……。

見慣れた家が目の前にある。
一緒にご飯を食べて、笑い合った家…。


「美和と二人で話してもいいかな?」


車庫入れを済ませ、冬馬兄ちゃんが振り返る。
その視線は良明くんだけを捉えていて、私に注がれることは無い。


「俺は、美和ちゃんと一緒に居るって約束したんです。
彼女一人をあなたに預けるなんてことは出来ません」


そんな言葉に冬馬兄ちゃんは少し考えて、それから麻実ちゃんを見る。
そして再び良明くんを見、言葉を出す。


「大切な話だから二人で話したいんだ。
キミには麻実が話す。

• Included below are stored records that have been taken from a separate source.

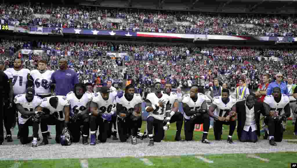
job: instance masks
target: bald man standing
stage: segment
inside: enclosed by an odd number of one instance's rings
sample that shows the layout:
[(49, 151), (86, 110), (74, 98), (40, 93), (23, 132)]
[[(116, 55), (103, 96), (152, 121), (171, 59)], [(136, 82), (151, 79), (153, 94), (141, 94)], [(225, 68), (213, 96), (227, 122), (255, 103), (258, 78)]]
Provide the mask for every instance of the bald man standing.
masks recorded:
[(66, 59), (60, 60), (59, 64), (60, 69), (53, 73), (50, 79), (55, 88), (55, 95), (66, 96), (67, 93), (73, 91), (74, 85), (79, 83), (78, 78), (76, 72), (68, 69)]

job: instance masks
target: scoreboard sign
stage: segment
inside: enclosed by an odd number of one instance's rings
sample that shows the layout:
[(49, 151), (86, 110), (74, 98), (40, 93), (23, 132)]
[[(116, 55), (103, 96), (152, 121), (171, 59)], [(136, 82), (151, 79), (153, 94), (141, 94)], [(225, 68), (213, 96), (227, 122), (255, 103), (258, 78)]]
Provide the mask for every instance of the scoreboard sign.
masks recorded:
[(0, 30), (9, 30), (9, 27), (7, 24), (0, 24)]

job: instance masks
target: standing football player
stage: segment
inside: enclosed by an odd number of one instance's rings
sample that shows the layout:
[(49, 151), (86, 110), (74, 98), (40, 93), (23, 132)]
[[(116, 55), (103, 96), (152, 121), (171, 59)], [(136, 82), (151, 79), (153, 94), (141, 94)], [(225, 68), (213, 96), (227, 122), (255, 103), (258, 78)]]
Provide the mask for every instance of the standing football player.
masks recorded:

それじゃあダメか?」


…麻実、って呼び捨てしてる。前は「ちゃん付け」だったのに。
私だけじゃなく、良明くんもそれに気付いた。だから良明くんは小さく舌打ちをする。


「大切な話ならもっと早く言うべきだったと思います。
幼なじみで、ずっと美和ちゃんを見てきたあなたは…彼女の気持ちに気付いてないわけないですよね?
お前も、ずっと美和ちゃんを見てきたのならなんでこんな…こんなことするなんて意味わかんねーよ」


二人を睨むように見る良明くん。その手は震えているように感じた。


(…もう、ヤダよ…)


良明くんの手に出来た一瞬の隙。その時、私は車から降り走り出す。

もうこんなのイヤ。
何も聞きたくない。
良明くんのツラそうな顔見たくない。私の為に、あんな顔させたくない。


「美和っ!」


追いかける冬馬兄ちゃんから逃れようと必死に走る。
だけどすぐに追いつかれ、腕を掴まれた。


「頼むから聞いてくれ」

「イヤ…離して!!」


何も聞きたくない…もう誰とも話したくない…。
必死にもがく私を、冬馬兄ちゃんは優しく抱き締める。


「逃げるな。頼むから、傍に居てくれ」

「っ…」


目が合った次の瞬間、
私は、冬馬兄ちゃんの頬を叩いていた。